Written by: Niall Browne, Special to CC2K
Limitless sees Bradley Cooper continue his climb up the A-list ladder. This adaptation of Alan Glynn’s novel The Dark Fields is the first film which Cooper has top lined (he is also an Executive Producer) and he does a commendable job, illustrating that he may have what it takes to be a successful leading man.
Cooper plays Eddie Morra, a blocked writer whose life has hit rock bottom. Eddie owes his publisher a novel, his girlfriend Lindy (Abbie Cornish) has just left him, so Eddie’s future isn’t looking too good, and he doesn’t seem to care. However, a chance meeting with his ex-brother-in-law Vernon (Johnny Whitworth – coming across like the bizarre love child of Christian Slater and Jim Carrey) lets him know there’s a way of improving his life by using 100% of his brain (as opposed to the 20% that humans normally use). How can he do this? A new drug called NZT-48. The experimental drug makes your mind smarter and clearer, there’s just one downside – it’s highly addictive. Eddie Cranks out his novel in days; learns multiple languages and plays the stock exchange, all which change his financial fortunes. Though, when Eddie discovers Vernon’s dead body and makes off with his stash of NZT, he’s soon being chased by others who also want the drug.
Eddie’s change in fortune leads him to Robert De Niro’s Carl Van Loon, a powerful business man who is fascinated by Eddie’s rapid ascent through Wall Street. He has it made; Lindy returns to his arms, he buys a luxury apartment and becomes a famous face on the New York high society circuit, but this new life teeters on the brink of collapse when Eddie becomes implicated in a murder and discovers that prolonged exposure to the drug will kill him. Has Eddie reached his limit?
On paper the themes of addiction, betrayal and duplicity make Limitless sound like it could be a sci-fi mindbender in the tradition of Vanilla Sky or even Inception but director Neil Burger gives the film a light touch, which coupled with Cooper’s (cocksure) charm makes the film an enjoyable, if somewhat lightweight ride. That’s not really a criticism, it’s quite refreshing to see a film which doesn’t go for dark and gritty, but instead Leslie Dixon’s script shows someone having fun with their newfound powers. Burger’s direction moves the film along at a breakneck pace – some nifty visuals help show Eddie’s NZT “high” and gives the film a kinetic energy that rushes through plot like Eddie through a language tape. The main problem is that it doesn’t really slow down. The film feels like an extended montage of flashing images and pulsating music, and I can’t but think that the film would work better if there was more of a lull in the second act.

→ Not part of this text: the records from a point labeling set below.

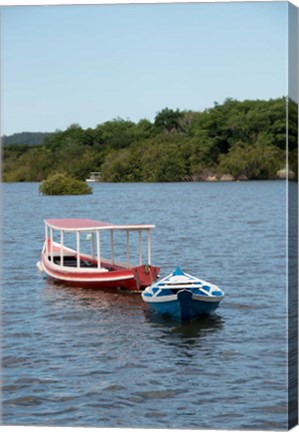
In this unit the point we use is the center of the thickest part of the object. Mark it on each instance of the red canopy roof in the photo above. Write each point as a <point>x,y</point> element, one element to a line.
<point>88,224</point>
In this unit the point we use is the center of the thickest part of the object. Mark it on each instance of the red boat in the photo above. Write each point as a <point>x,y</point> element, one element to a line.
<point>76,267</point>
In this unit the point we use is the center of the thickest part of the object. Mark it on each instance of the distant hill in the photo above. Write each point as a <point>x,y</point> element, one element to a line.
<point>27,138</point>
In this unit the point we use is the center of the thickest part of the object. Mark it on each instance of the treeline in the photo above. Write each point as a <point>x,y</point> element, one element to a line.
<point>245,139</point>
<point>28,138</point>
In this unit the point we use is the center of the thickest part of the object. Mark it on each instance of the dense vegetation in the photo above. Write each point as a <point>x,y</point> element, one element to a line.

Fans of Cooper will be pleased to know that he’s in almost every scene and at times, it appears that he must have a close-up clause in his contact to highlight his ‘piercing’ blue eyes. Cooper isn’t the issue here, it’s the supporting cast that let the side down, and maybe they know that it’s Cooper’s show. De Niro’s role could have been played by anyone – literally. Sure, he needs to pay the bills, but you can’t help but feel that he’s wasted here. Cornish does well with an underwritten role, but it is Andrew Howard as a Russian mobster who appears to be the only one who is willing to give Cooper a run for his money in the screen presence stakes.
Limitless features a well stocked selection of special features including a Commentary by director Neil Burger; an alternate ending that isn’t that different – but it does end the film on a harder note. Also included are a couple of light, puff-piece features and a trailer. Not a bad package – but like the film a bit lacking in depth.